A new deep-learning model that can predict how human genes and medicines will interact has identified at least 10 compounds that may hold promise as treatments for COVID-19.
All but two of the drugs are still considered investigational and are being tested for effectiveness against hepatitis C, fungal disease, cancer and heart disease. The list also includes the approved drugs cyclosporine, an immunosuppressant that prevents transplant organ rejection, and anidulafungin, an antifungal agent.
The discovery was made by computer scientists, meaning much more work needs to be done before any of these medications would be confirmed as safe and effective treatments for people infected with SARS-CoV-2. But by using artificial intelligence to arrive at these options, the scientists have saved pharmaceutical and clinical researchers the time and money it would take to search for potential COVID-19 drugs on a piecemeal basis.
“When no one has any information on a new disease, this model shows how artificial intelligence can help solve the problem of how to consider a potential treatment,” said senior author Ping Zhang, assistant professor of computer science and engineering and biomedical informatics at The Ohio State University.
The researchers noted in the paper that a few of the repurposing candidates the model generated have already been studied for their potential use in COVID-19 patients.
“Great minds think alike – some lead compounds identified by machine intelligence coincide with later discoveries by human intelligence,” Zhang said.
The research is published today (Feb. 1) in Nature Machine Intelligence.
Zhang and colleagues had completed the model’s design in May 2020, just as the first papers detailing how COVID-19 patients’ genes responded to the virus were published. The new information provided an important test for the computer model, which the researchers call “DeepCE” – pronounced “Deep Sea.”
To make predictions about how genes and medicines will interact and yield drug repurposing candidates, DeepCE relies on two primary sources of publicly available data: L1000, a National Institutes of Health-funded repository of human cell-line data showing how gene expression changes in response to drugs, and DrugBank, which contains information on the chemical structures and other details on about 11,000 approved and investigational drugs.
L1000 displays side-by-side cell-line comparisons of standard gene expression activity with gene expression changes produced by interactions with specific drugs. The cell lines represent diseases, such as melanoma, and organs, like kidneys and lungs. It is an ongoing project, with data being added as experiments in animals or humans supplement the gene expression profiles produced in cell-line experiments.
The Ohio State researchers trained the DeepCE model by running all of the L1000 data through an algorithm against specific chemical compounds and their dosages. To fill in data gaps, the model converts chemical compound descriptions into figures, allowing for automatic consideration of their separate components’ effects on genes. And for genes not represented in L1000, the team used a deep learning approach called an “attention mechanism” to increase the model’s “learned” sample of gene-chemical compound interactions, which improves the framework’s performance.
“This way, the output demonstrates multitask learning – we can predict gene expression values for new chemicals not from one cell to one cell, but automatically predict the role of a drug on different cell lines and different genes,” said Zhang, who leads the Artificial Intelligence in Medicine Lab and is a core faculty member in the Translational Data Analytics Institute at Ohio State. “We can use the computer to simulate drug-induced gene expression. This provides real value.
“The story should stop here – this is where we were during spring break. But then COVID-19 arrived, and we hoped our research could help, so we did a special case study for COVID-19 drug repurposing.”

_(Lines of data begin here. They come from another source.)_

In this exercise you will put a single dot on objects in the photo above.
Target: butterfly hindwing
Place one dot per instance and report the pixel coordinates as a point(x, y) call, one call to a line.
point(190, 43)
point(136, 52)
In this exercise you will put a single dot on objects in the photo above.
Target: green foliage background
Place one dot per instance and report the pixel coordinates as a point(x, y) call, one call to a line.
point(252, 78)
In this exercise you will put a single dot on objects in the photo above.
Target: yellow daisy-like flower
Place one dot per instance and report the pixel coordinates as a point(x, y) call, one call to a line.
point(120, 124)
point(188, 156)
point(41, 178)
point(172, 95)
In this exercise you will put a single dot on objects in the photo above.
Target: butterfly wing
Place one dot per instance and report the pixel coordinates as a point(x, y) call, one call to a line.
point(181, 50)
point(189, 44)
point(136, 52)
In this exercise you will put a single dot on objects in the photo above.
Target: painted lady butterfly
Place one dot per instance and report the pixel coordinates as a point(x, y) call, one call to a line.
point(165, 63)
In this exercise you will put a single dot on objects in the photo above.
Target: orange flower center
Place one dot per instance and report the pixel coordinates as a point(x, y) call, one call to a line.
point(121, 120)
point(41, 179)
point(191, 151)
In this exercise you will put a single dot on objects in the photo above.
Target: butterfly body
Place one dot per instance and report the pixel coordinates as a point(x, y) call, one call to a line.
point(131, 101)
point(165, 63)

The team applied DeepCE’s gene expression prediction matrix – focusing on data from lung and airway cell lines and the entire DrugBank catalog of compounds – to the genetic information provided from the early COVID-19 papers and additional government data. The COVID-19 data demonstrated how human gene expression had responded to being infected with SARS-CoV-2, creating a “disease signature.”

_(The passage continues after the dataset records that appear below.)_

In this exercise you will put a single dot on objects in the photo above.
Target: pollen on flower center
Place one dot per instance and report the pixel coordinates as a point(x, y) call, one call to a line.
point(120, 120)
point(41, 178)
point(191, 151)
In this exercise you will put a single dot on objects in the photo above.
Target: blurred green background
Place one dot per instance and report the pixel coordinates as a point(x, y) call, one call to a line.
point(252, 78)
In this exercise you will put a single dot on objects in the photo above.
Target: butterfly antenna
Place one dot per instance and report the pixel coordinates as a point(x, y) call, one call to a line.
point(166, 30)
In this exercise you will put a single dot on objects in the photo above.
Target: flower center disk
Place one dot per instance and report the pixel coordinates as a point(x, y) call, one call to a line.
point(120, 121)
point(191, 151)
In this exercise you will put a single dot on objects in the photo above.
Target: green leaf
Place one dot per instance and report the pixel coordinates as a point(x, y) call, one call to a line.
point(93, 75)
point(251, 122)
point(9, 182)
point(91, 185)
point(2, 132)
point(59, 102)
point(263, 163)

“Based on the known gene expression changes that have occurred and been identified with known drugs, we apply that to the gene expression in question – in this case, compounds that are being studied but are not yet experimented in L1000. We put such predicted ‘drug signatures’ against the COVID-19 patient profiles on a population level,” Zhang said.
“Once you can identify both signatures, the job is easy. Wherever we find the disease and a drug show opposite gene expression profiles, suggesting the drug would reverse the effects of the disease, you have found a drug that may treat the disease.”

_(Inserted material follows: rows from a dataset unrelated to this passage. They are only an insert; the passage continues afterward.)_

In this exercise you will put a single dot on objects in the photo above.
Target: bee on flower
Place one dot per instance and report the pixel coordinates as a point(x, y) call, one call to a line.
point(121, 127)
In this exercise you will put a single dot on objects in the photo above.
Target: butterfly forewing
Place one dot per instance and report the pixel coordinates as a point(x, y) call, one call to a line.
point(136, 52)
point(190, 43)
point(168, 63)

This model complements a drug-repurposing model Zhang described in a recent paper that simulates clinical trials using observational clinical data.
“I want to put together a research agenda using all the different data resources for drug repurposing and drug-disease associations from multiple perspectives and connect with researchers who can collaborate with us to find new drugs for diseases – including unknown diseases,” Zhang said.
This work was supported by the National Institute of General Medical Sciences, the National Institute on Aging and the National Science Foundation. Co-authors are Thai-Hoang Pham and Jucheng Zeng from Ohio State and Yue Qiu and Lei Xie of the City University of New York.